DPhil Candidate, Wolfson College, University of Oxford
The Gospel, or al-injīl (Q 3:3), remains an indispensable part of the Muslim tradition as a scripture with which the Qurʾān is in close dialogue. From the earliest period of qurʾānic interpretation, questions concerning the exact nature of the four canonical Gospels and their relationship to the Injīl of the Qurʾān have provoked Muslim scholars to either defend the text or condemn it for the sake of their own sacred book and prophet. Others within the tradition of Muslim discourse over the Bible have sought more neutral ground to stand on. This gave rise to the formulation of various categories for assessing the biblical text in an effort to salvage the Injīl as mentioned in the Qurʾān for good or ill. In Abū l-Ḥasan al-Biqāʿī’s (d. 885/1480) Qurʾān commentary (tafsīr), Naẓm al-durar fī tanasūb al-ayat wa’l-suwar (The String of Pearls: Concerning the Interrelatedness of the Verses and Chapters), such an attempt is made with extensive quotations from the four Gospels.
The following paper will first introduce al-Biqāʿī in the context of fifteenth-century Cairo as both scholar and controversialist.
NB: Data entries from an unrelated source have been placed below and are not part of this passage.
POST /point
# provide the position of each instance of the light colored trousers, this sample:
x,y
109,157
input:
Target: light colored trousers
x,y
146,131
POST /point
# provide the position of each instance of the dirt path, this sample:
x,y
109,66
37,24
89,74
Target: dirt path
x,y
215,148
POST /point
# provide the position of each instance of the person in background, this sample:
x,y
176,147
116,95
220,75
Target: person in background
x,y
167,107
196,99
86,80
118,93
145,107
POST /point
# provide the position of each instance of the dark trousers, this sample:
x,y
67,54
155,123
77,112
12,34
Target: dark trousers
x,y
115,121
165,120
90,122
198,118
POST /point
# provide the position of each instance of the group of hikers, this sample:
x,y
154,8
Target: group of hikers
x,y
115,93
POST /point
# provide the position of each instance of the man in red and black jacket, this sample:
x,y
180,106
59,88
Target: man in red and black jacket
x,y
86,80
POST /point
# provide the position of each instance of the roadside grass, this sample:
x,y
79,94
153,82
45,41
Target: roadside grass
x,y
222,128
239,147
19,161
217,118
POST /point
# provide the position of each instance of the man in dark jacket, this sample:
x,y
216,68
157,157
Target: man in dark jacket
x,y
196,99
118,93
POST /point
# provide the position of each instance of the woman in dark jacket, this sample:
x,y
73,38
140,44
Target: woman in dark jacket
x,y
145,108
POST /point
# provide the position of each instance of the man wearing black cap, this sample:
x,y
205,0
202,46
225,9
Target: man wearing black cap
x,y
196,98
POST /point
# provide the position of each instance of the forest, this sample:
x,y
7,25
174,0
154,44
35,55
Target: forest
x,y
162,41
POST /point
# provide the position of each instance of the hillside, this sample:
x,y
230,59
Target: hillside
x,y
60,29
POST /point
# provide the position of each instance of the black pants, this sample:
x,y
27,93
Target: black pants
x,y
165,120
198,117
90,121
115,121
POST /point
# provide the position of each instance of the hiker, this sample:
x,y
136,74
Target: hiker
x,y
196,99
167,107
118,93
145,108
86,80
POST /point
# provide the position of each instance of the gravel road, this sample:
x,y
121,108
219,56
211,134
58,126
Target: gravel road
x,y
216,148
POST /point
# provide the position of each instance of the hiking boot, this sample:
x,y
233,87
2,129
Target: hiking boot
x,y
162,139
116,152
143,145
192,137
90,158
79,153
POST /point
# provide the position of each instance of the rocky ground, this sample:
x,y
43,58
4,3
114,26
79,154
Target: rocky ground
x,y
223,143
Then a brief overview of the arguments from his treatise, al-Aqwāl, will be given; this is where he provides the theoretical basis and defense for quoting the Bible in his tafsīr. The focus for the remainder of the paper will be on the way in which he appropriates the Gospels in his exegesis of the Qurʾān. One question that will be in the forefront of the analysis is whether or not al-Biqāʿī acts as the final redactor of the Gospels by modifying the biblical text when it contradicts the Qurʾān.